Wie hat sich die Sicht auf Technologieprojekte in Unternehmen verändert?

Thomas Riedl: Die erste Marktphase, die ich erlebt habe, war stark technologiezentriert – mit dem Fokus auf Fortschritt, beste Technologien und die Implementierung modernster Lösungen. Das wurde in den Jahren darauf mit Methodiken angereichert, bis hin zu agilen Vorgehensmodellen. Aus meiner Sicht sind beide Themenfelder ­– Technologie und Methoden – heute etwas, worüber sich Dienstleistungspartner kaum noch differenzieren können. Relativ frisch ist aber die Herausforderung, künftig die Persönlichkeit, individuell die Nutzer*innen in den Mittelpunkt zu stellen. Den digitalen Humanismus in der IT werden wir sowohl nach außen in der Zusammenarbeit mit den Kund*innen sehen, als auch stark im Inneren von Organisationen, bei Systemen und Services für die eigenen Mitarbeiter*innen. Ich denke, es wird in einer gewissen Qualitätsstufe wahrscheinlich unmöglich sein, dem Prinzip des digitalen Humanismus nach außen hin zu folgen, ohne diesen im Innen bereits glaubhaft umgesetzt zu haben.

Menschen in den Vordergrund zu stellen – das klingt nach einem Versprechen, das in der Vergangenheit von der IT-Industrie in der Praxis oft nicht eingelöst worden ist. Was soll sich jetzt ändern?

Wir diskutieren in Projekten mit den Kunden weiterhin über Technologien und Methodiken in der Entwicklung und Umsetzung. Aber wir sprechen aktiv auch die Unternehmenskultur und die Werte an, die im Unternehmen gelebt werden. Dazu gehören auch mögliche negative Auswirkungen durch Technologie und auch, wie Menschen in den Teams zusammenarbeiten. Welche unserer Kolleg*innen passen auch kulturell zum Kunden? Das in einer Zusammenarbeit die Chemie wichtig ist, hat man früher schon gewusst – sie hat aber bei einer Teambesetzung praktisch keine Rolle gespielt. Das hat bei uns  hohe Priorität und ebenso bei unseren Unternehmenskunden. Vielen ist mittlerweile klar, dass der Erfolg eines Projekts nicht auf einer bestimmten Technik oder einer Methodik fußt, sondern auf den Persönlichkeiten, die involviert sind.

Was sind die wichtigsten Punkte, die bei der Zielsetzung von "Human-centric Design" von Services und Produkten zu beachten sind?

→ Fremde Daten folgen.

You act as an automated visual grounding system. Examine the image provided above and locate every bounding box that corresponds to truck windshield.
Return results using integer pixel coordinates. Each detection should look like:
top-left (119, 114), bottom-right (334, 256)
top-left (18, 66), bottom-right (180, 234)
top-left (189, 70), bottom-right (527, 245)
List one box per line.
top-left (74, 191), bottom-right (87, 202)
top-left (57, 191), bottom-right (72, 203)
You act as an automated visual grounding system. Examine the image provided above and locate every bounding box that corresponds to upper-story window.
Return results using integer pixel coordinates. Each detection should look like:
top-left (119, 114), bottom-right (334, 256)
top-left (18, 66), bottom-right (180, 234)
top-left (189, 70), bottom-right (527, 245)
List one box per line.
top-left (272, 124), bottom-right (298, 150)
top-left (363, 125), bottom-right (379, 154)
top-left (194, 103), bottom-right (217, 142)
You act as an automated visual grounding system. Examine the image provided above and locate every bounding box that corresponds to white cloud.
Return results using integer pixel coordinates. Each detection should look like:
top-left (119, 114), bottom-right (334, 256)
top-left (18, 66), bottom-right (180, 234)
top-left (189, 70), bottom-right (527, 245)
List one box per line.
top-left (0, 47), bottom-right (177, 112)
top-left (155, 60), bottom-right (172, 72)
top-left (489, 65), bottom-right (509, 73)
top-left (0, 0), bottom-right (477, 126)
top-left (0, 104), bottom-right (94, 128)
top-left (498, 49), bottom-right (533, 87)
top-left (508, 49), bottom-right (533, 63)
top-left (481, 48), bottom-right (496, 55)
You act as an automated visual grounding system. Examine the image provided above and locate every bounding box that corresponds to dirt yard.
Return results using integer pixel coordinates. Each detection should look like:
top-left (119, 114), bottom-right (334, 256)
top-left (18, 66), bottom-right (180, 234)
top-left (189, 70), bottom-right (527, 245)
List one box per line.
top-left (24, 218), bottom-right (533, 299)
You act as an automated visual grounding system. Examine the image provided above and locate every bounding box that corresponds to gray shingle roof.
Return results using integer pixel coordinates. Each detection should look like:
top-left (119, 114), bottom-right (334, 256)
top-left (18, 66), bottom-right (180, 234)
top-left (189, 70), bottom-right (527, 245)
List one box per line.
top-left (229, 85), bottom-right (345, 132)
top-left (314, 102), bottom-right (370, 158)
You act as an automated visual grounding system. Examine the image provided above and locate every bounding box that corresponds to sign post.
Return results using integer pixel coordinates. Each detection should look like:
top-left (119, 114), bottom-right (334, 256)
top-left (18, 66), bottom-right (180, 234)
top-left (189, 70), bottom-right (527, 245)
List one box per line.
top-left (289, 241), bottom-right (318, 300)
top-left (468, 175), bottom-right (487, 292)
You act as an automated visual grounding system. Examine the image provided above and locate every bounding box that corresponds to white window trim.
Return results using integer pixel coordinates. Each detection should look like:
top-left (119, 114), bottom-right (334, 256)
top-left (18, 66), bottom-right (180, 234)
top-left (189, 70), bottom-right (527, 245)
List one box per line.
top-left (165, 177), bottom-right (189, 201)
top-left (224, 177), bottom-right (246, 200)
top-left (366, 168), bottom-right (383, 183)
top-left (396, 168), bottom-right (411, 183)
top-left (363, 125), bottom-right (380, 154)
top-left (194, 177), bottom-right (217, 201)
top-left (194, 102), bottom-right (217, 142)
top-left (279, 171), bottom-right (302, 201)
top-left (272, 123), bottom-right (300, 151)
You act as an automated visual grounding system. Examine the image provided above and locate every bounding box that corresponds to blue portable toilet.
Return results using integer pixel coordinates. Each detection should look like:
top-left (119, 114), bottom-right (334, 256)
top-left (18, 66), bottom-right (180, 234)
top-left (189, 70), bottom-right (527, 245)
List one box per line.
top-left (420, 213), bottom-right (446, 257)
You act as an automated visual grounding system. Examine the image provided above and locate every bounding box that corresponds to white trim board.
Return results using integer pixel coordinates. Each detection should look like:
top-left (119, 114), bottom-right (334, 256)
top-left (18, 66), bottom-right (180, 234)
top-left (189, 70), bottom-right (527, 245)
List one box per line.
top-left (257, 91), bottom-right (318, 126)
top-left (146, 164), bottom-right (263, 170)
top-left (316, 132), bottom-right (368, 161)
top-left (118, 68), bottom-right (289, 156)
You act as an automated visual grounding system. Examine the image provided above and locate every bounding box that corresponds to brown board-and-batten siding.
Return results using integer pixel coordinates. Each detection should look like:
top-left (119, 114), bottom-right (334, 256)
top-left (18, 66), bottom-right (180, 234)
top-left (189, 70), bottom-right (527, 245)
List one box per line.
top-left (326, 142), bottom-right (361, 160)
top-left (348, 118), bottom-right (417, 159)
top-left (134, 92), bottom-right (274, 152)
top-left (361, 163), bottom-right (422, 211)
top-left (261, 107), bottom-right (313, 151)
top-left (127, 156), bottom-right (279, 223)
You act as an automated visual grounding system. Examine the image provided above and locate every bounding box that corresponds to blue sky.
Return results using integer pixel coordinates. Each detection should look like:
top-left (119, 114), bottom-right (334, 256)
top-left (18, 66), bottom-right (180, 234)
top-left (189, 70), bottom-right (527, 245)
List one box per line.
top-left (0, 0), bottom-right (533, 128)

Zum einen hat die IT-Industrie einen großen Nachholbedarf, auf bereits bestehendes Wissen bei der Entwicklung von Services zurückzugreifen. So gibt es bereits wissenschaftliche Erkenntnisse in der Psychologie, wie Prozesse aussehen und ablaufen sollten, damit diese gerne genutzt werden. Man kennt das optimale Design der Schnittstelle Mensch und Maschine. Trotzdem hat man sich in der Vergangenheit oft auf Ansichten der Silicon Valley Community, die stark technologiegetrieben ist, beschränkt.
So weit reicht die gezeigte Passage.